How to Start Fighting Debt — Today
Having once had $20,000 of credit card debt, I know what it feels like to face a Goliath-size stack of bills. Fortunately, I also know the joy of victory over the debt giant. Here’s how to wage a successful war against your debts. (See also: When to Use Savings to Pay Off Debt)
Face the Facts
If you’ve ever accidentally cut yourself with a kitchen knife, your first instinct may have been to avoid looking at how bad it was. You just held the cut hand tightly with your good hand, scared to take even a glance.
But if you’re going to stop the bleeding — to your hand or your wallet — you have to take a good, clear look.
Financially, that means adding up your debts. Make a list. Who do you owe? How much do you owe to each creditor? And what’s the interest rate (APR)?
Stop the Bleeding
Before any forward progress can be made, you need to stop moving backwards. That means committing today to going no further into debt. Two bold steps will help.
First, take your credit cards out of your wallet or purse. You don’t have to cut them up (or maybe you do). Just get them out of arm’s reach so that it’s difficult if not impossible to take on more debt.
Next, tell someone how much debt you have. Just thinking about taking this step might rearrange your bones. But it’ll be one of the most helpful steps you can take. There’s something very powerful about getting the news about your debts off of your shoulders alone.
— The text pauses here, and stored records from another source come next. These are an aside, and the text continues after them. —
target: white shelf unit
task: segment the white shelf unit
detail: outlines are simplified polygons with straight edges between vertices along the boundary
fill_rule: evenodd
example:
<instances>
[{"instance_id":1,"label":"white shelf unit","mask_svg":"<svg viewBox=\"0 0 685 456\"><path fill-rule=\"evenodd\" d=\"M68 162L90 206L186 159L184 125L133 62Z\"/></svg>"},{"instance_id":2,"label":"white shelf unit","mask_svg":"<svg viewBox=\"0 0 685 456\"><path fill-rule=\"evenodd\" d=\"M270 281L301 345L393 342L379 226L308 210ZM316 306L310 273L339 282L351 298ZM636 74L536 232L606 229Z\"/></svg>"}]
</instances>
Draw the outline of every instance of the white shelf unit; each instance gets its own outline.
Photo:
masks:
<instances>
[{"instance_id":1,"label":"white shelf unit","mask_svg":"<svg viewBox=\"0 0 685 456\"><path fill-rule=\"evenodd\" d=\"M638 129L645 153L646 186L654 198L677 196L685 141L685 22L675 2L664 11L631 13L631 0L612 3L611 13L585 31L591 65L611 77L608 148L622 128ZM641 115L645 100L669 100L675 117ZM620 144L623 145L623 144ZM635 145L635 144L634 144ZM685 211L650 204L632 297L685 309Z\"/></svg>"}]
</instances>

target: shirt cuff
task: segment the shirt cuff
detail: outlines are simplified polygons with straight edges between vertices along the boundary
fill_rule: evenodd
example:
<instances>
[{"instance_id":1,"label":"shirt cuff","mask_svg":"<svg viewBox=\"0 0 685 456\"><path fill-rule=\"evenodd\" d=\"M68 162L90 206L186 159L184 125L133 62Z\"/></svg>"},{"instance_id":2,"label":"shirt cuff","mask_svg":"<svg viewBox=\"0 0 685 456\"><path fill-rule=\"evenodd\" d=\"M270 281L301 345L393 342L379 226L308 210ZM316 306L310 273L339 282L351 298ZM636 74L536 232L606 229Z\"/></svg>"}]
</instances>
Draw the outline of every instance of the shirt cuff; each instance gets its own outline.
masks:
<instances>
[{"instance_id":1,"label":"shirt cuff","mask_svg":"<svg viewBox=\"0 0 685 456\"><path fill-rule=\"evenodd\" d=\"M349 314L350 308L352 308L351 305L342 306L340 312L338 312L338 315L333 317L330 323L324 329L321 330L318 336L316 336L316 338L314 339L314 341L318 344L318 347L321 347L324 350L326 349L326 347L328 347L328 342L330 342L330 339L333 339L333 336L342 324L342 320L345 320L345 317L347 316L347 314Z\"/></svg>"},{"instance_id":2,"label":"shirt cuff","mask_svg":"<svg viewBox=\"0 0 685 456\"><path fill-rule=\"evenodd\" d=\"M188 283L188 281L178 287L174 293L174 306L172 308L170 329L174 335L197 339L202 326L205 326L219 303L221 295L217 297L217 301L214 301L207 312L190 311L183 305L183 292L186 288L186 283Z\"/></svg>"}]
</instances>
Ask this trusted friend to be your encouragement and accountability partner. Invite them to ask you about your progress from time to time. It’ll go a long way toward helping you build and maintain momentum on your journey out of debt.
Fix Your Payments
One of the simplest steps toward accelerated debt repayment is to keep paying the same amount to your creditors each month. You see, if you go no further into debt, then each month your creditors will ask you for a little less.
That may seem awfully nice of them, but it isn’t kindness. It’s math.
Your minimum payment is based on a percentage of your balance, so if your balance is going down a little each month, so will your minimum due. Paying this declining minimum is one reason why getting out of debt takes so long.
For example, let’s say you have a $5,000 credit card balance, and your minimum due is 2% of the balance. This month’s required payment is $100. But next month it’ll be a little less, and the next month it’ll be even less.
If your card charges 18% interest and you pay the declining minimum due each month, it’ll take you 472 months to get out of debt. That’s over 39 years! Along the way, you’ll fork over nearly $13,400 in interest.
But if you keep paying $100 each month, you’ll be out of debt in “just” 94 months (less than eight years), and you’ll pay about $4,300 in interest.
Wow. That’s a big improvement for just continuing to pay what’s due this month every month.
Ask for a Lower Rate
A huge key to successful negotiating is simply working up the courage to ask for what you want. If you’ve been a good credit card customer, making your payments on time each month, call the company and ask for a lower interest rate.
Just say, “I believe I’ve been a good customer of yours, but I need a better rate. Can you help?” It will work to your advantage if you have a better offer in hand that you can mention. Maybe you received an offer in the mail or saw a better rate advertised online. If they balk, ask to speak to a supervisor.
Sure, they might say no. But if they say yes, lowering your rate from 18% to 14% in the above example will knock your payoff period down to 76 months and your interest payments down to about $2,500. A nice improvement for a 10-minute phone call.
Pay More Than the Fixed Minimum
Of course, if you can find some money to pay more than the fixed minimum each month, you’ll be out of debt even faster. Pay $110 a month instead of $100 in the example above, and you’ll shave another 10 months and about $350 in interest from your debt payoff plan.
By fixing your payments, asking for a lower interest rate, and paying an extra $10 a month, you’ve gone from a payoff period of 472 months and interest payments of nearly $13,400 all the way down to 66 months and less than $2,200 in interest.
Of course, the more you can put toward your debts, the faster you’ll be out of debt. Run some what-if scenarios with different monthly payment amounts using this Accelerated Debt Payoff Calculator.
If you’ve been there and done that with debt, what other steps did you find helpful in getting out of debt?